Issue No. 101
EDITOR’S NOTE
I’ll confess that when my friend James Hannaham first mentioned that he was writing fiction in the form of art gallery plaques, my reaction was selfish: I wished I’d thought of it. The idea is so clearly excellent, involving the use of a non-literary genre that is textual, but also rich with its own conventions and dramatic possibilities. What more could a fiction writer possibly want?But a manifestly great idea can be dangerous—as likely to smother as to sustain the fiction we beckon into its midst. In the end, the narrative must be absorbing enough to make us forget about the concept. Hannaham’s “Card Tricks” brilliantly achieves this. Presented first in a gallery space on Atlantic Avenue in Brooklyn, Hannaham’s work probes the genre of art gallery plaques from many angles, fabricating them from metal as well as paper, varying their sizes in significant ways, placing a plaque outdoors as well as on gallery walls, and—most powerfully—implicating the viewer directly and playfully. Anyone familiar with Hannaham’s fiction knows already the potent blend of innovation, humor and gravitas that is his trademark. It is exhilarating to see the same qualities at play in three dimensions.

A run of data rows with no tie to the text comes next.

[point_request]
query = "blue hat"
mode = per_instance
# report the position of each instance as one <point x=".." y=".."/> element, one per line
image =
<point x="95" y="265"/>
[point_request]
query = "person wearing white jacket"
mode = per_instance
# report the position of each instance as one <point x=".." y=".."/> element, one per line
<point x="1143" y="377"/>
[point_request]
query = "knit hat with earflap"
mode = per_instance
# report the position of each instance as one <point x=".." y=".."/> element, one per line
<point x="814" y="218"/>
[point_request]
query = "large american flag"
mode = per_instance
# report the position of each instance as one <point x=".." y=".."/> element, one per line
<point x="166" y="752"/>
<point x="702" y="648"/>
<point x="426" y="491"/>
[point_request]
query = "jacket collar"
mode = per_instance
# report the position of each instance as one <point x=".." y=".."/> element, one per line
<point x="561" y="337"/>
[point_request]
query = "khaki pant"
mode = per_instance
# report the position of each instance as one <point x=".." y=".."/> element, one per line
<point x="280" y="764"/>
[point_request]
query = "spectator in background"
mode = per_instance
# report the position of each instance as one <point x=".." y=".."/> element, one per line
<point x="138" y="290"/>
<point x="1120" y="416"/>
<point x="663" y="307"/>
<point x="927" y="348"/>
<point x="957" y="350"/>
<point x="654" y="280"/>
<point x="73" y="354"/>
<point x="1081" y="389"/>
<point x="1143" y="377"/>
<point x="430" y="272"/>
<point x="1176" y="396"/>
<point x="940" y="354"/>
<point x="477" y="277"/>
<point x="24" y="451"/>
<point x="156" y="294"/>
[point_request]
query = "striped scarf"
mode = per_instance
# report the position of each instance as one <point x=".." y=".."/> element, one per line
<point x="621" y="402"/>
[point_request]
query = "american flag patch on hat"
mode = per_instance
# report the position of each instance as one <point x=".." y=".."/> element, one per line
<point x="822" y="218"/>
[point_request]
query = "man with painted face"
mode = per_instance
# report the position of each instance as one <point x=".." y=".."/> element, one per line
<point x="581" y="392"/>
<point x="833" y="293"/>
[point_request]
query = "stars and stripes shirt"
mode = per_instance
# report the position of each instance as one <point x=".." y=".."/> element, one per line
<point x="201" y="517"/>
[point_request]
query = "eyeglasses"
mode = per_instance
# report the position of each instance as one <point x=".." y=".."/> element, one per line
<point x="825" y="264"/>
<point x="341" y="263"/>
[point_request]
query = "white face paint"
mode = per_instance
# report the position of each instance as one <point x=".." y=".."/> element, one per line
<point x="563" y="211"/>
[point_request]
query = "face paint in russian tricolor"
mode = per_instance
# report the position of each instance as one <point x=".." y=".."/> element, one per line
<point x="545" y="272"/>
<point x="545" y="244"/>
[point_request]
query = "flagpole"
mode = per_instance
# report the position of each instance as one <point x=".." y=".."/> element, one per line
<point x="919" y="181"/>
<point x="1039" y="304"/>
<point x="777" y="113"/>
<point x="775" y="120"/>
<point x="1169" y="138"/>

You’re envisioning, perhaps, a collection of plaques that suggest the portrait of a fictional artist who made the art they describe, using an accretion of personal details and revelations. That’s the route I probably would have taken. Which is why it’s a good thing that I didn’t have the idea of using gallery plaques to write fiction, because what Hannaham does is so much more profound. By invoking the existence of artworks involving the gallery space, the people inside it, and the larger world (quite literally), Hannaham performs an ingenious reversal: the subject illuminated by the plaques ends up being us, the reader-viewers. And our experience of reading and viewing them—in what order we choose, in what state we’re in that day or night, in what company, in what mood, in what weather, is the narrative. It’s different for each of us, and it changes every time. The experience has something in common with theater, a medium Hannaham worked in for many years.
“Card Tricks” reminds us that prose fiction was invented to be open, flexible, and provocative, capable of absorbing whatever forms exist in the culture around it, and bending them to the task of high amusement.